The document calls for a Palestinian independent state, with East Jerusalem as its capital and including all territories occupied in 1967.
The document’s diverse authorship, written by members of Hamas, Fatah and other Palestinian resistance groups, sealed his ability to appeal to different factions.
Ramzy Baroud, a Palestinian political analyst and writer, says that Barghouti represents “a less-factional, more nationalistic generation” of Palestinian leadership.
If he were freed, Barghouti could finally catalyse a new, unifying national discourse that “transcends both factional divisions and geographical separation,” Baroud tells TRT World.
Prominent Palestinian professor Sami al Arian describes Barghouti as “a Palestinian patriot paying a huge price for Palestinian self-determination”.
In 2017, Barghouti led a hunger strike, which led to increasing visitation rights for Palestinian prisoners. Since Hamas’s October 7 attack, Barghouti has been held in solidarity confinement, being denied any interactions with his family and lawyers.
‘A bridge from genocide to peace’?
While Barghouti defended armed struggle in the occupied West Bank and Gaza, he advocated peaceful opposition in other areas under direct Israeli rule.

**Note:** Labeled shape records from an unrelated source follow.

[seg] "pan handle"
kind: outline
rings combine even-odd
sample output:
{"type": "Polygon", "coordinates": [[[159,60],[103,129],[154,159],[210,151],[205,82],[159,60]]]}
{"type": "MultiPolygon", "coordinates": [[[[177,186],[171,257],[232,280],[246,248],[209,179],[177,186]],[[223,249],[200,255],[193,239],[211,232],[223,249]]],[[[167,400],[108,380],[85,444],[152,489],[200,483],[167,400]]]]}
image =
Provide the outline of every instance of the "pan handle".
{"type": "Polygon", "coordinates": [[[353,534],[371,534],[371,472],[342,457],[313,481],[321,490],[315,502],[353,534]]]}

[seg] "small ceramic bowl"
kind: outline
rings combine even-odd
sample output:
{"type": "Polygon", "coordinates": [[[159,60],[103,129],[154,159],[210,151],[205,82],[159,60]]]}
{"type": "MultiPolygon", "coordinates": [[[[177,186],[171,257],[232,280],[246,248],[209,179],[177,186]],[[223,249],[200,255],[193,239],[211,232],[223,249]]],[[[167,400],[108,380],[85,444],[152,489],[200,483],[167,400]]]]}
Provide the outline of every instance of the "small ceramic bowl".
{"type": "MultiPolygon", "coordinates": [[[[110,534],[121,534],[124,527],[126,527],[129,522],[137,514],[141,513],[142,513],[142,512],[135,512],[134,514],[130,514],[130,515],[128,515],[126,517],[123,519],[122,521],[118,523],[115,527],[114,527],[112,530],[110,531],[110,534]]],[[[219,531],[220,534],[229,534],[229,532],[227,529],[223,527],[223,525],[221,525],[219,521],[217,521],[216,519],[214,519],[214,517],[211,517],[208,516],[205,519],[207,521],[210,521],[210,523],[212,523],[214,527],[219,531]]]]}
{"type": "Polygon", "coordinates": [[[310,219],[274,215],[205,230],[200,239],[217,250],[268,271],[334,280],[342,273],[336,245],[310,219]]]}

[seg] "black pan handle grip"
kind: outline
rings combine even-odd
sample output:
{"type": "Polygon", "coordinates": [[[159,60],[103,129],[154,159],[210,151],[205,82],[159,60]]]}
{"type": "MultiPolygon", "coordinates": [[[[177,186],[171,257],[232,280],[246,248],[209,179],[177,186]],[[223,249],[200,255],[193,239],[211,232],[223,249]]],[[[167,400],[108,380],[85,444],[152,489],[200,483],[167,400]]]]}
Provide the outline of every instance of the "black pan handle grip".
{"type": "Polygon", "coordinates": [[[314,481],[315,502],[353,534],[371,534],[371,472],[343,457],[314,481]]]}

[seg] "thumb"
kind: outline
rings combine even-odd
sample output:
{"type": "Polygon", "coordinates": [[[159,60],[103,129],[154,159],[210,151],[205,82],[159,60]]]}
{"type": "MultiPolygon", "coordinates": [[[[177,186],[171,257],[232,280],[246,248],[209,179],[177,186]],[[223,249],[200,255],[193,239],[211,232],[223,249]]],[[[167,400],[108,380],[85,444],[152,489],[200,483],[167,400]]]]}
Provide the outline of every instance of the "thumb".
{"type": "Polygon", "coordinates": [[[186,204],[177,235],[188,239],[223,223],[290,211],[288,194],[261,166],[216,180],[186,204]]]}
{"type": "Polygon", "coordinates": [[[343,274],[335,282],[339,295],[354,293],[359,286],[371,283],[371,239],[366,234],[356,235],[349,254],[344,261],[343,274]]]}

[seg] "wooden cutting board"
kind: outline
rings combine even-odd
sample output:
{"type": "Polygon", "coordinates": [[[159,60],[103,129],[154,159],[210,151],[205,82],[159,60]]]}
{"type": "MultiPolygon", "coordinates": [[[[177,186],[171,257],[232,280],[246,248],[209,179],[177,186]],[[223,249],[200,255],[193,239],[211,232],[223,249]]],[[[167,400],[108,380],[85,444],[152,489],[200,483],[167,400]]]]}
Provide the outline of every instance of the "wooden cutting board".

As a result, he found allies not only in Palestinians but also in Israeli political circles, who seek a peaceful end to the conflict, according to Steinbock.
From different perspectives – ranging from the Hamas-Fatah unification issue to modalities of peace with Israel – Barghouti gives the Palestinian cause and the resistance “leadership, direction and integrity,” says Steinbock.
In the current stage, Barghouti’s status as a transcendental character over Palestinian factionalism can pave the way for a new joint Palestinian leadership, which can also help lay out a political ground for peace with Israel, according to experts.
Barghouti can be “a bridge for going from genocide to a final political agreement with Israel,” says Zaha Hassan, a human rights lawyer and a senior fellow at the Carnegie Endowment for International Peace.
Though there is a big question mark over who will govern Gaza in the proposed transfer-of-power scene, Hassan feels that Barghouti would be “acceptable” as the Gaza administrator for Hamas and most Palestinians.
Under Trump’s plan, a technocratic Palestinian political entity is envisaged to manage day-to-day operations of Gaza while a Board of Peace led by the US president will oversee this structure.
But Israel will push back on this notion, she adds, “because Netanyahu and his ultra nationalist coalition partners do not want to see Palestinian governance in Gaza that could support a two-state solution.”